Rep. Willem Jewett, D-Ripton, was a member of the Shoreland Protection Commission. Jewett — who also serves as House majority leader — acknowledged being “uncomfortable” with the commission’s meeting format that excluded public debate. Jewett added he is not sure whether the Senate version of the shorelands bill has captured the right balance of environmental protection and respect for property rights. But he said that Vermont — like other New England states — should do something to protect its shorelands, which officials argued are degrading under increased development.
“Let’s face it, when we live in this environment, we impact it in some way,” Jewett said.
Sen. Chris Bray, D-New Haven, said the shorelands bill must strike a delicate balance. But he added recent years have brought more intense development pressures on shorelands property. Many of the seasonal rustic camps surrounding lakes have evolved into intensively used, year-round homes, he said.
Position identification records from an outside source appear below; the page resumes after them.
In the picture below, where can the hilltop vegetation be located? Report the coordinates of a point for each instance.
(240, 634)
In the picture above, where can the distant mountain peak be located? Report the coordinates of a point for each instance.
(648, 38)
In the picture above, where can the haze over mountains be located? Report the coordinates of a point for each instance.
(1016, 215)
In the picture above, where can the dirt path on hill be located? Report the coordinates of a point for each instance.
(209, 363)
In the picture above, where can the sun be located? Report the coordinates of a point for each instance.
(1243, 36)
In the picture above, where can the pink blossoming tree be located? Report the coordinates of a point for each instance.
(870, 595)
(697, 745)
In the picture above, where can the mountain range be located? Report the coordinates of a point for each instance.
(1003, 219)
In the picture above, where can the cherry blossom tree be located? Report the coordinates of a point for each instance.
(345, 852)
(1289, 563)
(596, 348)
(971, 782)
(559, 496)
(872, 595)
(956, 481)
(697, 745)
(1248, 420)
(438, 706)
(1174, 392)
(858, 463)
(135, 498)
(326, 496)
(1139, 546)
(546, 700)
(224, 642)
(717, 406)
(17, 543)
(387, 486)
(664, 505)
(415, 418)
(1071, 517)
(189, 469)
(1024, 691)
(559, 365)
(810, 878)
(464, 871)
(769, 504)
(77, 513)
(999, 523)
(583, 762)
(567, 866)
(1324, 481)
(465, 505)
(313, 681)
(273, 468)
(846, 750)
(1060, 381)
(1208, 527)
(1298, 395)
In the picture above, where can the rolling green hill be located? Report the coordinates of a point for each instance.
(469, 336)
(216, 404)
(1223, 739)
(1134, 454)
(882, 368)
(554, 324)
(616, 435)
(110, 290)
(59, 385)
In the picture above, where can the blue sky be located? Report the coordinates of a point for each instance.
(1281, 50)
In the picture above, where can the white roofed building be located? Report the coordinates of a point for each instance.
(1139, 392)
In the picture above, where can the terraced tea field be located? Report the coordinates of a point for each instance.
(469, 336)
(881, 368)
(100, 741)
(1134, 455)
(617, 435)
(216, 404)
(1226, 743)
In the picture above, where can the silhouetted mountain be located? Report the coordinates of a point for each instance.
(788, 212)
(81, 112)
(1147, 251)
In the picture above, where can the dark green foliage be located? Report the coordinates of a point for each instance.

“The bill that has been put forward is still being adjusted,” Bray said. “There has been a lot of input, and there will be more.”
Salisbury resident Heidi Willis, a member of the Addison County Riverwatch Collaborative, urged lawmakers to pass shorelands legislation.
“Our lakes are already significantly degraded compared to other lakes in New England,” she said. “Do we want to wait?”
Jewett served notice that the Shorelands Protection Bill is not the only environmental bill that will stir some controversy this session. He referenced bill H.586, which seeks to regulate the manner in which pollutants can get into the state’s waterways. That bill, introduced by the House Fish, Wildlife and Water Resources Committee, calls for such things as:
• Livestock to be fenced in from entering state waters, beginning Jan. 1, 2019.
• The Secretary of Agriculture, Food and Markets to adopt rules regulating when manure may be spread during the winter.
• Farmers and custom fertilizer applicators to complete annual water quality training.
• The Secretary of Natural Resources to permit discharges of regulated storm water runoff from a development, redevelopment or expansion of an impervious surface greater than half an acre.
Other discussion at Monday’s breakfast focused on a proposed natural gas pipeline in Addison County (see related story), a proposed GMO labeling law, the state’s growing opiate addiction problem, and efforts to weatherize homes in the Green Mountain State.
The next Legislative Breakfast, sponsored by the Bridport Grange and Addison County Farm Bureau, will be held at the Whiting Town Hall on Monday, Feb. 10, at 7 a.m.